Papaz Balaguer, müritlerini genelde
Katolikliğe sıkı sıkıya bağlı varlıklı, iyi eğitim görmüş zenginlerden
oluşturmaya gayret etti. (Cemaate bağlı işadamları genellikle turizm ve inşaat
sektöründeydi.) Mesleğinde başarılı doktor, mühendis, gazeteci, yazar vs.

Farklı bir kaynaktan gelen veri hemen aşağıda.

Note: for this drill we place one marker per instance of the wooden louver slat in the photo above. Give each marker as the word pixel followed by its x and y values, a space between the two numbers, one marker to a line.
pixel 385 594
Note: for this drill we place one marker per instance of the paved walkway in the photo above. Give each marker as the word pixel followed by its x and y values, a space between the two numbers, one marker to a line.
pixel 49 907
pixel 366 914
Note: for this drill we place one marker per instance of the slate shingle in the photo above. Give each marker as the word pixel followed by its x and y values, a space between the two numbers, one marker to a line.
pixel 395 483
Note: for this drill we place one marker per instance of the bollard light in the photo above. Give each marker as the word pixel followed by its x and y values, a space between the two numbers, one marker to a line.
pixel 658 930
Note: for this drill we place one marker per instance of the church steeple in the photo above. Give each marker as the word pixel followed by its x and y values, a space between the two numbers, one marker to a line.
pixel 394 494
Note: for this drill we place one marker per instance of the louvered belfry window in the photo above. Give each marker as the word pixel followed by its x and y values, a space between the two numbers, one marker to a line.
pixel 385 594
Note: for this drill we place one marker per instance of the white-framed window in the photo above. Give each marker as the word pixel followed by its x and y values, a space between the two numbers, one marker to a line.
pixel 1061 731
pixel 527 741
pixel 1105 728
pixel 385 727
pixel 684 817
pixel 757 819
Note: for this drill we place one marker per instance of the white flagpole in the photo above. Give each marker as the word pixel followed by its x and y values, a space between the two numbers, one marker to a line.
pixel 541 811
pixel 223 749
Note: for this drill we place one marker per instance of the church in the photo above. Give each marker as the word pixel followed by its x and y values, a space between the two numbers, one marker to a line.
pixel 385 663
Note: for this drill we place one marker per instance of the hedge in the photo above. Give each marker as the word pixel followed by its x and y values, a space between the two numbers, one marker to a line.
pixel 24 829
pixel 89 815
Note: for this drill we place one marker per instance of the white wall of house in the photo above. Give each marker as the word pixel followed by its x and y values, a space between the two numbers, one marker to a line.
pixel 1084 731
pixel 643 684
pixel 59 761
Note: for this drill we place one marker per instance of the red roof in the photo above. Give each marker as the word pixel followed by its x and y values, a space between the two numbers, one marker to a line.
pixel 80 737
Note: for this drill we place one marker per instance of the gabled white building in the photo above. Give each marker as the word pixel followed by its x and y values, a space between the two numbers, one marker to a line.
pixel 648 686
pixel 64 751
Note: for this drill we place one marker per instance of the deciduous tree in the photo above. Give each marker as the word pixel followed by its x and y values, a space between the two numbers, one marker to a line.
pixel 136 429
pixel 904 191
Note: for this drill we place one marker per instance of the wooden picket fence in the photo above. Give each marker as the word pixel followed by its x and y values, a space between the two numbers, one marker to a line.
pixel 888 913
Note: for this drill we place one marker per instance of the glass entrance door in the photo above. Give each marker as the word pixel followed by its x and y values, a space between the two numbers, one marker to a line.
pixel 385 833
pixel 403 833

hepsini cemaatine kazanmaya
çalıştı. Başarılı da oldu. Tamamen gizli
kapaklı olan cemaate, üç tipte
katılım olabilmekteydi.
En
kalabalık olanları da kadro dışı sayılanlardı. Bunlar günlük
hayatlarını cemaat idealine
bağlı olarak yaşayan evli ya da bekâr müritler idi. Kadrolular ise
kendini tamamen cemaate adamış
seçkin, önderlik edecek erkek ve kadınlardan meydana geliyordu. Bir diğer grup
ise yardımcılardı; cemaate üye olmayıp etkinliklere katılan bağışlarda bulunan
kişilerdi.
Kadrolu üyeler, Opus
Dei'ye kabul edilmek için tanıklar önünde yemin etmek zorundaydı. Sadakatle
bağlı kalmak, gizliliğe harfiyen uymak ve havarilere özgü bir yaşam sürmek
şarttı. Aile yaşantısı onaylanmayan müritler ailelerinden uzakta özel evlerde
barındırıldı.
Eğitim
yoluyla seçkin-önder elemanlar yetiştirmeyi hedeflediler. Okullar açtılar ardı
ardına. Yetmedi taşradaki başarılı çocuklar için yurtlar hizmete soktular.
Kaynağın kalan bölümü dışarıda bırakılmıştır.